The senior partner of a clinical group I was associated with over a decade ago was lamenting the ever-approaching topic of physician-hospital collaboration.  His final words in that discussion were, “We will pay to get us into collaboration until it hurts and then pay to get us out of collaboration until we learn our lesson.”  

His perspective was the result of a cyclical approach to the alignment or engagement of physicians and medical staff within the hospital setting.  Reading between the lines, the message really was about the fear of loosing independence, not understanding the unknown and partnering with individuals – he believed, didn’t share the same goals and objectives.  A decade or more later, we are in the midst of a fast-paced industry shift in which physician are approaching health system about employment, health systems are looking toward physicians to create a unified system of care, and physicians are hanging the lab coat and replacing it with a seat at senior leadership and governance.  These seats are no longer as chief medical office alone.  “M.D., MBA, CEO” is not uncommon.

A dialogue of physician integration and affiliation is not new.  Industry discourse is wide, fervent, and meaningful.  As a result of regulatory and legislative changes, the role and responsibility of the physician today is different than one generation ago.  My heart goes out to those physicians who are in the 60’s today.  Their rationale for entering the profession and building a practice is no longer part of the value proposition.  Physicians who entered the world of “M.D., MBA” in the 1980’s and 1990’s began a journey to create large single- or multi-specialty practices.  The intent of these business enterprises was to create a substantial business enterprise that would, potentially and hopefully, outlast the individual physician.

The driving forces of today’s physician, hospital, health system integration reflect a unique time in our nation’s culture.  At the forefront of these industry drivers,

An industry long in economic turmoil is now exacerbated by a national economy unable to support a medical infrastructure.  Payment for clinical services has historically shifted from one segment to another – individuals, employers, government.  There are no rich aunts or uncles left to pick up the bill.

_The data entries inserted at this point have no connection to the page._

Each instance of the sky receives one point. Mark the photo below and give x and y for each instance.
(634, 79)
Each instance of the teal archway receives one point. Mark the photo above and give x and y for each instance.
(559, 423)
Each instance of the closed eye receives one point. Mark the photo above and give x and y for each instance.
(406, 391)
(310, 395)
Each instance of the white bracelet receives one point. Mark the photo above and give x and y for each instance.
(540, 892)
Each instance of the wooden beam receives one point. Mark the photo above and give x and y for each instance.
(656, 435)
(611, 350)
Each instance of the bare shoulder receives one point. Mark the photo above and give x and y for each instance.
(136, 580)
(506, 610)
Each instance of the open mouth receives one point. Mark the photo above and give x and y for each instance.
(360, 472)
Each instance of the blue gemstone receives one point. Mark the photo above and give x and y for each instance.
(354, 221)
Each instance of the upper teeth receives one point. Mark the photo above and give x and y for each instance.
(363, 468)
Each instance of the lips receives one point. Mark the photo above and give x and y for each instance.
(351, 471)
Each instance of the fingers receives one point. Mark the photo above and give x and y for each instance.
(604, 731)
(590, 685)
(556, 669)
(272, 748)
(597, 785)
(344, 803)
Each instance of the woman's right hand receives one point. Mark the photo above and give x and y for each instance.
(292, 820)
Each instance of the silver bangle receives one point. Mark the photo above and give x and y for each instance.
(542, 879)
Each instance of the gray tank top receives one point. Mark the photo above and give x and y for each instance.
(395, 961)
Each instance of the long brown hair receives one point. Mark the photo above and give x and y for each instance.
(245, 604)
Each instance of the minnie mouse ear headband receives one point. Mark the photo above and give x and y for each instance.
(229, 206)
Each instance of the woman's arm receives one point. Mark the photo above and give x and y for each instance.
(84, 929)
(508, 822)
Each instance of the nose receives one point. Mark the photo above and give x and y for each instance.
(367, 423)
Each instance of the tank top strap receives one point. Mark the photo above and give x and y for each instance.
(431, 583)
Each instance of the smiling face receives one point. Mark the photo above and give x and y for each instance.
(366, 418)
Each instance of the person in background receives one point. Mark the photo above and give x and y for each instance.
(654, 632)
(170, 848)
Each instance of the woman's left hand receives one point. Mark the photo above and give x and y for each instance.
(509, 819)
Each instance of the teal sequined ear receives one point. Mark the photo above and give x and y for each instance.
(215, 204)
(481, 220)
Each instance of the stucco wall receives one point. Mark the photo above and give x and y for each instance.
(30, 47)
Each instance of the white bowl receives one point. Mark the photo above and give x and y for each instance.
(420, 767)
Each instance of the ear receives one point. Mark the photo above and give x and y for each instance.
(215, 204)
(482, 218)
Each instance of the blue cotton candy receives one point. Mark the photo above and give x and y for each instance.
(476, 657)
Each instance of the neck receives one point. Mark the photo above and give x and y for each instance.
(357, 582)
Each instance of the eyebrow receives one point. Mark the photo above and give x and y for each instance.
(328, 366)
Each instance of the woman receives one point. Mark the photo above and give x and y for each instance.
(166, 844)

  1. The lack of a clear champion or leader to address corrective measures to the healthcare industry.
  2. Our nation’s insatiable desire for health and wellbeing, consistent search for an easy fix to personal health, and a generational belief the value of healthcare expenditures is equivalent to the co-pays and deductibles experienced.

The industry response focuses on transparency and integration.  Since the 1970’s children are taught that it is better to work in a team.  Hours are spent in formal and informal education touting, promoting, and focusing on our ability to play well with others.  The power of the team versus the individual has been ingrained in two generations of DNA.  Therefore, when faced with the need to improve the healthcare industry, a team is needed.  Add complete transparency courtesy of devotees of Deming, and you have the foundation for integration, affiliation, and alignment strategies.

The key strategies today include the organization of the physician medical staff and their physician extenders, focused on performance improvement.  Integration is used as a noun, adjective, and verb.  One size doesn’t fit all.  The level of integration is tempered by organization culture and history.

The menu of integration options is a greater than a connoisseur’s wish list:

  • Medical Directorship
  • Call coverage agreement
  • Professional Service Agreements
  • Co-management
  • Service line management agreements
  • Gain sharing agreements
  • Information technology shared strategy, hardware, planning
  • Joint venture
  • Employment

Language and intent are essential building blocks in developing a trusting relationship and successfully surpassing all expectations of success.  The legal structure, employment model, or financial pro forma are secondary to the identification and specificity of goal, objective, and strategy.  Sharing an understanding of the future and your role in crafting that future is the hurdle to overcome.